Ainsi, peut-on lire dans la circulaire de rentrée : « la Charte de la laïcité à l’École, [qui] sera présentée aux élèves et à leurs parents à la rentrée scolaire et signée par eux pour attester la reconnaissance par chacun de ses principes. » Lors de sa conférence de presse, Mme Vallaud-Belkacem, Ministre de l’Éducation nationale annonce que « chaque parent d’élève sera invité à signer la Charte de la laïcité à l’École » alors que dans son discours lors de la Synthèse des Assises départementales et locales, le 12 mai 2015 elle déclare : « Dans un esprit de dialogue et parce qu’il faut que la laïcité soit comprise, nous mettrons en place, à la rentrée, la signature de la charte de la laïcité par les parents pour manifester leur engagement à la respecter et à la faire vivre à nos côtés. »

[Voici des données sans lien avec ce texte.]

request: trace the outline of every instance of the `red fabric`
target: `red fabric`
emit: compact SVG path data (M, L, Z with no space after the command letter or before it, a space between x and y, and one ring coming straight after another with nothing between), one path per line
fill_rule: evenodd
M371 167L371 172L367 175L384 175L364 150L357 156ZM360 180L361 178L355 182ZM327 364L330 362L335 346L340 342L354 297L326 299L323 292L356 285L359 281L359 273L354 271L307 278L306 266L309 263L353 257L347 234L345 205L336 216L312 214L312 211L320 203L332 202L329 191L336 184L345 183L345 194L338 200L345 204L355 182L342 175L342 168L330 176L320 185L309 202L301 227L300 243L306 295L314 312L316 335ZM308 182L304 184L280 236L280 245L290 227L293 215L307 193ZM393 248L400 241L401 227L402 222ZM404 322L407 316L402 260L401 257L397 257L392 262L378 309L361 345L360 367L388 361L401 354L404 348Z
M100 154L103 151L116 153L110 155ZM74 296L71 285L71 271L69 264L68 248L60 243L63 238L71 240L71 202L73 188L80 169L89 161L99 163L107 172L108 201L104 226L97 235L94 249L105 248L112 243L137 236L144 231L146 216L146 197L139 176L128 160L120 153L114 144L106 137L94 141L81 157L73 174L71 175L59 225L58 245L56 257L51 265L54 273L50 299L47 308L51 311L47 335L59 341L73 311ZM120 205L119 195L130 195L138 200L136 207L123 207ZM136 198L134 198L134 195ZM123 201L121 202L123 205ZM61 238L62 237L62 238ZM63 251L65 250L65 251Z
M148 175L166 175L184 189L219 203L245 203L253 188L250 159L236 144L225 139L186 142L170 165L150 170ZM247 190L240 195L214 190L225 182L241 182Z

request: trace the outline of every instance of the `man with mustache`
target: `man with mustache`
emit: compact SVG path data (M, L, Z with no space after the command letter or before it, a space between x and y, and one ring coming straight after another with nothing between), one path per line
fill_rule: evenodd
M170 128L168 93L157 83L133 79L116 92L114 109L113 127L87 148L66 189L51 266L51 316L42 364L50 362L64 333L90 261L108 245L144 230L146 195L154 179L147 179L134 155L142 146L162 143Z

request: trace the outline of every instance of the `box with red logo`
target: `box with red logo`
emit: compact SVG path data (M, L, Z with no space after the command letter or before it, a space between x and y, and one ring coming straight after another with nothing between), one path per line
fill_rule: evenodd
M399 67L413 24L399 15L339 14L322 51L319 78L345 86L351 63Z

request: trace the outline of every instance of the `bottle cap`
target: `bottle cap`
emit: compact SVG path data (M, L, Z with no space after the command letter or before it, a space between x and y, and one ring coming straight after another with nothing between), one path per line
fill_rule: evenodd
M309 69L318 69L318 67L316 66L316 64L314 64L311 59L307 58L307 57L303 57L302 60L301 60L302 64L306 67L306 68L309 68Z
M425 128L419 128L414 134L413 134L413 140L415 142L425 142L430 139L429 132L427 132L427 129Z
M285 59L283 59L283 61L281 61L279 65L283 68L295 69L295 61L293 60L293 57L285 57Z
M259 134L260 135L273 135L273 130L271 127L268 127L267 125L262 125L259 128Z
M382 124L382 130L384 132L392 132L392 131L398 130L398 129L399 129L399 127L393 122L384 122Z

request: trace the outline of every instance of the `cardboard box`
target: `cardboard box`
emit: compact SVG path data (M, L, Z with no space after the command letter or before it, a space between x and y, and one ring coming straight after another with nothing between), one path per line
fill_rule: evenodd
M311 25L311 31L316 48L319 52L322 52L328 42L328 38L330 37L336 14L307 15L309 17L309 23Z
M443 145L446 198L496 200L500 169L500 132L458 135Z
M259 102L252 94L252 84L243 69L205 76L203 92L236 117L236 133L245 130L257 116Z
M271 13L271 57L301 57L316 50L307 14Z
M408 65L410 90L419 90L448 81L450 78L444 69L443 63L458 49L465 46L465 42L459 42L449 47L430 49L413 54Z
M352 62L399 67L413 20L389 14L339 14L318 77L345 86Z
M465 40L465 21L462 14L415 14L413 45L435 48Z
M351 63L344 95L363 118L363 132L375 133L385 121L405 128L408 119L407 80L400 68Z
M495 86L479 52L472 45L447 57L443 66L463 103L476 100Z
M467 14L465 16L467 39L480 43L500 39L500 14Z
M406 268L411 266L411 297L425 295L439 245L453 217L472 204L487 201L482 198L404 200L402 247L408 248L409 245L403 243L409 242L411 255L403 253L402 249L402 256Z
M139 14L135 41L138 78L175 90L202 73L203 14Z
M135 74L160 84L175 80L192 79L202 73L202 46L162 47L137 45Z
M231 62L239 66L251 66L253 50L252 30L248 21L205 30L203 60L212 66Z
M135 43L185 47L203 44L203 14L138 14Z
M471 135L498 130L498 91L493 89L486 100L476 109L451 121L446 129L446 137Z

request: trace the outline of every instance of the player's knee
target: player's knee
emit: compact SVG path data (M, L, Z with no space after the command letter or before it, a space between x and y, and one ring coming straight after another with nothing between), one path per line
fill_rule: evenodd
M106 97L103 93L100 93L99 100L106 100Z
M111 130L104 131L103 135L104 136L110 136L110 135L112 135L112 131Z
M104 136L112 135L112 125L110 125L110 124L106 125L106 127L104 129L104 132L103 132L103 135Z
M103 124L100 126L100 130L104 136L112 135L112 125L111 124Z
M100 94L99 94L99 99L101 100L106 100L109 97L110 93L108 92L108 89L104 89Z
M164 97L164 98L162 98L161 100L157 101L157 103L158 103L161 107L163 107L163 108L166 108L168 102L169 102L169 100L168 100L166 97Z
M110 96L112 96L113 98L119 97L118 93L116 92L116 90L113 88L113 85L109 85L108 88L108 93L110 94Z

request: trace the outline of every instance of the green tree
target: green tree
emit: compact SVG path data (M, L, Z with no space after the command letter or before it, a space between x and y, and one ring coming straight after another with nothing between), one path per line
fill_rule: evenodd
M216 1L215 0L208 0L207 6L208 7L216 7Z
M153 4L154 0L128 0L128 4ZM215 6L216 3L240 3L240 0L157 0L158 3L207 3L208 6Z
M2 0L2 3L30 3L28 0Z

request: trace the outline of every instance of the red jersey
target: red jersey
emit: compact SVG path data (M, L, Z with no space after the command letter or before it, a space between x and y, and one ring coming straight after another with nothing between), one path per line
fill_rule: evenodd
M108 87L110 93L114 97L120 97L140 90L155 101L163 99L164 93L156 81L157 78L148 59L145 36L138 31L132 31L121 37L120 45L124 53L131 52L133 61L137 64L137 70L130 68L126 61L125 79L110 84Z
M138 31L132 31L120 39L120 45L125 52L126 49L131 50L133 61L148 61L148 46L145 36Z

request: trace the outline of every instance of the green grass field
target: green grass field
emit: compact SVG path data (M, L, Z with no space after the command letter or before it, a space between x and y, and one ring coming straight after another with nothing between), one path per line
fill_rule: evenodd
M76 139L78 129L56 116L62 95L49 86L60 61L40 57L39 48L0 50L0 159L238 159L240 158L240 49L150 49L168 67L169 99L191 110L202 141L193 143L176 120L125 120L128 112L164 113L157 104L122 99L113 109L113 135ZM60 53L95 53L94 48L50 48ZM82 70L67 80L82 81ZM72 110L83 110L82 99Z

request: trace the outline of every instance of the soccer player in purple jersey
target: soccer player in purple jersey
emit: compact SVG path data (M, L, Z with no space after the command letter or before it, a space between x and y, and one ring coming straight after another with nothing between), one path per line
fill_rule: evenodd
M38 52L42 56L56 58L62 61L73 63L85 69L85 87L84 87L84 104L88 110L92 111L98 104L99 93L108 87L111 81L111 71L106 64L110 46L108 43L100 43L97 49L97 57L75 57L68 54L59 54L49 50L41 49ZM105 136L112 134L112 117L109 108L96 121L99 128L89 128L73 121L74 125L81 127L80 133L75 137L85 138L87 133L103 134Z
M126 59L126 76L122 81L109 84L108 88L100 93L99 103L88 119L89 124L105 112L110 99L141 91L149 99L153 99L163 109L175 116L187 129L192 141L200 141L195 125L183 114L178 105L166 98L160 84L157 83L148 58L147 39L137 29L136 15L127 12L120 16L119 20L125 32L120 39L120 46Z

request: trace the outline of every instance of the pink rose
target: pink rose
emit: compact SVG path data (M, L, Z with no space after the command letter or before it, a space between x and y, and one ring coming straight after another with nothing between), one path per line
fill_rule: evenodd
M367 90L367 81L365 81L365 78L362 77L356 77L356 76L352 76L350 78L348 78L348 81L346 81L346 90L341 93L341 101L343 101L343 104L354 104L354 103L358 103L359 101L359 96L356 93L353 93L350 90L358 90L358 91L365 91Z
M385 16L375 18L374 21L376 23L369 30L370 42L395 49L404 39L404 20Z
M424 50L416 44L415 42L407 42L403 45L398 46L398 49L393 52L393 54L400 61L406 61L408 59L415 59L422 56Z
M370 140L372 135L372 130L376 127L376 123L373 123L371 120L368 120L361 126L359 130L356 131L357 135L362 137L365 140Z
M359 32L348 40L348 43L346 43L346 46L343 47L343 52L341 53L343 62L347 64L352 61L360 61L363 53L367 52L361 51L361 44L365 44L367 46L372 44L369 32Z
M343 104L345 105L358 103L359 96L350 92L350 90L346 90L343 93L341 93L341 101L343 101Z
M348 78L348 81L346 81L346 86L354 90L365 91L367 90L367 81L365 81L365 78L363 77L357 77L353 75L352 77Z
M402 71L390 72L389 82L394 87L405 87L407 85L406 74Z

Quelle sera donc, auprès des parents, la portée de la démarche : « attester la reconnaissance », « être invité à signer » ou « manifester leur engagement » ? Adhésion aux quinze rubriques contenues dans la charte ou simple paraphe montrant en avoir pris connaissance comme lorsqu’on émarge une note de service ? Il sera bien difficile de le savoir.
C’est l’institution scolaire publique, dans son fonctionnement comme dans sa démarche d’instruction et d’éducation, qui doit se conformer au principe de laïcité. Quant aux familles, la totale liberté leur est laissée dans leurs choix idéologiques dont l’expression publique est seulement limitée par la loi ; ce que dans celle de 1905 on appelle « l’ordre public ». Et en ce qui concerne l’école publique c’est la non immixtion de toute pression religieuse ou politique dans le contenu des apprentissages comme dans la vie quotidienne des établissements.
Indépendamment du fait qu’une telle disposition risque de créer des conflits (que faire lorsqu’une famille refuse de signer ? Ne rien dire et mettre l’institution en position de faiblesse ou insister et susciter une bronca…) elle conduit les enseignants à se transformer en gardiens d’une morale d’État.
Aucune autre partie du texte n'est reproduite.